To perform atomic absorption experiments

high purity water provided by a Milli-Q water purification system (Millipore, Bedford, MA, USA), nitric acid (Merck) and analytical solutions containing 1000 mg L−1 of Cu (CuCl2) (Titrisol®, Merck) were used. Calibrations curves were obtained by using reference solutions containing 0.5–5 mg L−1 of Cu2+ in 0.1% vol/vol HNO3. Direct analysis of cells was performed by weighing masses around 0.25 mg directly onto the graphite boat-type platform. A ZEEnit® 60 atomic absorption spectrometer (Analytik Jena AG, Jena, Germany) equipped with a manual HKI-272 datasheet solid sampling accessory, pyrolytic graphite tube atomizer and boat-type platform and hollow cathode lamp (wavelength = 216.5 nm, bandpass = 0.8 nm and lamp current = 4.0 mA) was used. A stainless steel

microspatula was used to transfer the samples to the pyrolytic boat-type platform. Microbalance Auto Balance AD-4 (Perkin-Elmer, Norwalk, USA) with a precision of 0.001 mg was used to weight samples. The heating program used for the direct determination of Cu in cells was adapted from a previous program developed by our group (step: temperature/°C, ramp/°C s− 1, hold/s): (drying: 180, 50, and 10), (pyrolysis: 1200, 100, and 15), (atomization: 2500, 2500, and 5) and (cleaning: 2600, Fulvestrant cost 1200, and 3) [49]. All experiments were repeated at least five times (except where otherwise stated) and data expressed as mean values and standard deviation. Differences between means were assessed by ANOVA with Bonferroni’s correction, and those with p values < 0.05 were considered significant. The aim of the study was to gain an insight into the mechanism by which the bicarbonate/carbon dioxide pair influences the generation of reactive species from hydrogen peroxide in the presence of different Cu(II) ions and complexes thereof.
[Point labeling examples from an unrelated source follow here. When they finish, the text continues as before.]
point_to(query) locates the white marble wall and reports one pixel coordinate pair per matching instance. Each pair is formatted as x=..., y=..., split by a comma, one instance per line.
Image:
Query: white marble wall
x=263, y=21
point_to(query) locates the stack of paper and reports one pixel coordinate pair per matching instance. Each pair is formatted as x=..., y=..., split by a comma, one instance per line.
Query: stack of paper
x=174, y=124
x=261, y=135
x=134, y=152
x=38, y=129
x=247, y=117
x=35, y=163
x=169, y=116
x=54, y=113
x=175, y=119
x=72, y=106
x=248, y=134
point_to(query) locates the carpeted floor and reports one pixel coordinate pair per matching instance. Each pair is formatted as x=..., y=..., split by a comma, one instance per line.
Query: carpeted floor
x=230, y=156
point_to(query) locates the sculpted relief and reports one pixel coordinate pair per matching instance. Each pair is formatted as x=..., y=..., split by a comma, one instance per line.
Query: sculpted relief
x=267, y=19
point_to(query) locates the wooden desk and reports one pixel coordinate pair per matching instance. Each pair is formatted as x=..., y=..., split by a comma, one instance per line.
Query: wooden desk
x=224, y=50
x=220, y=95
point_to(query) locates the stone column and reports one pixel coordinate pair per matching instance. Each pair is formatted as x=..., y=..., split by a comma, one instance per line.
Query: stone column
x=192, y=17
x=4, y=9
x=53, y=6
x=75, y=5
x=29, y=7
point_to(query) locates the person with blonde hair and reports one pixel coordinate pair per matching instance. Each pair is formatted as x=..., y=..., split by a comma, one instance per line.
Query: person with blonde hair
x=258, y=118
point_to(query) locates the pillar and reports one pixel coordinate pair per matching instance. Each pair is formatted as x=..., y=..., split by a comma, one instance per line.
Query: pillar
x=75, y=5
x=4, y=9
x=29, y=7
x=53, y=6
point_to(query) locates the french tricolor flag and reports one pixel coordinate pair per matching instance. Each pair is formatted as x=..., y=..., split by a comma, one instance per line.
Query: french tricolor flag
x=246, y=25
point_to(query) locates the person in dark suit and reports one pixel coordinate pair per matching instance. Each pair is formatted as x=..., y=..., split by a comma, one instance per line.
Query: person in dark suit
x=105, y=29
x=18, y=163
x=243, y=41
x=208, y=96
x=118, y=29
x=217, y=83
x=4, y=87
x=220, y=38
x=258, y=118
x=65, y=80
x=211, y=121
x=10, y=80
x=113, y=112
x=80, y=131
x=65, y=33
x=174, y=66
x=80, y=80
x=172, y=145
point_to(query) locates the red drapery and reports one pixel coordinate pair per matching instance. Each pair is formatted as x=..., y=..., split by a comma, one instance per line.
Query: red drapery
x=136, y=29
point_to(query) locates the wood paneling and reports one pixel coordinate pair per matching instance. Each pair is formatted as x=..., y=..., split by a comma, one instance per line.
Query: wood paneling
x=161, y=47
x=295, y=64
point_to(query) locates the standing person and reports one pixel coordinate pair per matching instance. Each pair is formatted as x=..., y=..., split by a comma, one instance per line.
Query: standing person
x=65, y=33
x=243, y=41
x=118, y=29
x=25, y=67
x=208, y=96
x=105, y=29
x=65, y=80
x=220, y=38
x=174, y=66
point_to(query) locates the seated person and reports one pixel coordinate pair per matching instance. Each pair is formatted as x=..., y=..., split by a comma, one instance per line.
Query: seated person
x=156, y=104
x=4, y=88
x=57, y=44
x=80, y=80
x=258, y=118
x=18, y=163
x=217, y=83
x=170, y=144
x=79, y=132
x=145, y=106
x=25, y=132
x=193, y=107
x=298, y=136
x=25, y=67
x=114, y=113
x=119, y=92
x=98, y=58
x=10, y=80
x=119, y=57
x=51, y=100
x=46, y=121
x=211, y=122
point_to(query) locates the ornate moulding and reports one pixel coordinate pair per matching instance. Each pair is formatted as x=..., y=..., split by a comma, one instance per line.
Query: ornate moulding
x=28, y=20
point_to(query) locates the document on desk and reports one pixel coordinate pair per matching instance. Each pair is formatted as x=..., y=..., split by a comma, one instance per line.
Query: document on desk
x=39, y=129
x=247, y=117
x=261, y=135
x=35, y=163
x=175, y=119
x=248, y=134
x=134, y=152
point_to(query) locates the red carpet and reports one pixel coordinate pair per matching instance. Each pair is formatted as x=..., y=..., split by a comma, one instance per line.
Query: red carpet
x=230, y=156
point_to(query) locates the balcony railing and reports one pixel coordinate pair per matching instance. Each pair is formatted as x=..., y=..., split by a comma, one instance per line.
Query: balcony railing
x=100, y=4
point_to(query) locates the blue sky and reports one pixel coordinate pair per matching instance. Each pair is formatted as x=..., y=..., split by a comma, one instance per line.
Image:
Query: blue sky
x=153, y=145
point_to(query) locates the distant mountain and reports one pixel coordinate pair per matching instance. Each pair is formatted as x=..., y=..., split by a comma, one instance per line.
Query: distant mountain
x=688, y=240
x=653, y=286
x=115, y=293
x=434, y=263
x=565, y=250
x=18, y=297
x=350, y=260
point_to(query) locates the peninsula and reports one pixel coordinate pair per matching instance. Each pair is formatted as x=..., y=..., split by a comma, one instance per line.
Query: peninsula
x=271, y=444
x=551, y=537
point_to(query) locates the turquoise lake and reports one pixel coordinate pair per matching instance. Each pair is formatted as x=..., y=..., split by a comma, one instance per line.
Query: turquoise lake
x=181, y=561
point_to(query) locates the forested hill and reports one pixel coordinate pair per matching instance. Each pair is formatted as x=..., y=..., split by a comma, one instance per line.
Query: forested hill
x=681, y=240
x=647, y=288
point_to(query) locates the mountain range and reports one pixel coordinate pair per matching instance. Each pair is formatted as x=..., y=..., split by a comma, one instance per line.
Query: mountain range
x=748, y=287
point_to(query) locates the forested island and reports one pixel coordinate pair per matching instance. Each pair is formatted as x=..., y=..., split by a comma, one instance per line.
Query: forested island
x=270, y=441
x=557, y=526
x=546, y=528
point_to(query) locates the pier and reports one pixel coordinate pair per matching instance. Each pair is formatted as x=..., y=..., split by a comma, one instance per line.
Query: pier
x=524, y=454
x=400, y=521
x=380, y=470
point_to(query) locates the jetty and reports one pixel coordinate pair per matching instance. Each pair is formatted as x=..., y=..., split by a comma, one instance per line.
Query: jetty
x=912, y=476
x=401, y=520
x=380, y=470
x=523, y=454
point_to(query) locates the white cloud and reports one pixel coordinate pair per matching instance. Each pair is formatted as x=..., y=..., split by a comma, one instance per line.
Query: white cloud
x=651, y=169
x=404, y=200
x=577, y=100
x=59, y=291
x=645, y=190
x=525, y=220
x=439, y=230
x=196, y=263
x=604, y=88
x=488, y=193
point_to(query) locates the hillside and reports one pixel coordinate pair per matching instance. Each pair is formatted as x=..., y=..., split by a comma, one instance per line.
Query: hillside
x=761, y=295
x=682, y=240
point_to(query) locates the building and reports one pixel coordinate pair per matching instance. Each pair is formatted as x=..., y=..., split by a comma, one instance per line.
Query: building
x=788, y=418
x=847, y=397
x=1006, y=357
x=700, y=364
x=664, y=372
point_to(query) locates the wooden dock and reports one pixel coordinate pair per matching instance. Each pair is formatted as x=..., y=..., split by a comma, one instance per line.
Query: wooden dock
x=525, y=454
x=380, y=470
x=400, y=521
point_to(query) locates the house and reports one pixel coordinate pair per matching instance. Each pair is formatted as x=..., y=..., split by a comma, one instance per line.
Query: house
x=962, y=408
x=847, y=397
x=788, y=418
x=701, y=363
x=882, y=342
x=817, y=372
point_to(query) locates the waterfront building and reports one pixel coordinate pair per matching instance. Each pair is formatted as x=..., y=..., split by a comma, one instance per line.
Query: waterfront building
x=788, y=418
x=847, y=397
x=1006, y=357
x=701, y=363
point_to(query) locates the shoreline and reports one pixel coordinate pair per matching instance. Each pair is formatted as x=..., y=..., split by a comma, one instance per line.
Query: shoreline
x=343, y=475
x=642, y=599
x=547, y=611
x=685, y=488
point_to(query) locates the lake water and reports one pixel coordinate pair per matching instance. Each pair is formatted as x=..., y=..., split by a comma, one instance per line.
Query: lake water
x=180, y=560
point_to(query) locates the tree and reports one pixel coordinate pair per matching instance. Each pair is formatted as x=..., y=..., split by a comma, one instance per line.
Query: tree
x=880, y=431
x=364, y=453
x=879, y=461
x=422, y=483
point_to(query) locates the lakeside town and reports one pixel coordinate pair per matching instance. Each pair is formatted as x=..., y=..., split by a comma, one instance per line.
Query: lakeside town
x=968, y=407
For this purpose, we have investigated the effect

on oxygen-derived radical formation of Cu(II) complexed with four different stable imine ligands [41], [42] and [43], cycling the metal between Glutamate dehydrogenase the 2+ and 1+ redox states, and with three low molecular weight peptide ligands known to form stable Cu(III) complexes in solution [44], [45], [46] and [47]. Assay of the rates of the copper-catalysed H2O2/HCO3− or H2O2-induced oxidation of DHR and NADH in vitro revealed that the generation of oxygen-derived radicals was much higher in the presence of Cu(II) sulphate than when Cu(II) imine complexes were present ( Fig. 2 and Fig. 3). This unexpected finding indicates that imine complexes generate lower levels of reactive oxygen species (ROS) than the free Cu(II) ion and Cu(II) peptide ligands, except Cu(GlyGlyHis). Such a result challenges the use of these complexes in cancer cell therapy to induce apoptosis in mammalian tumour cells in vitro on the basis of their facility to generate free radical and reactive species [35], [36], [37], [38] and [39].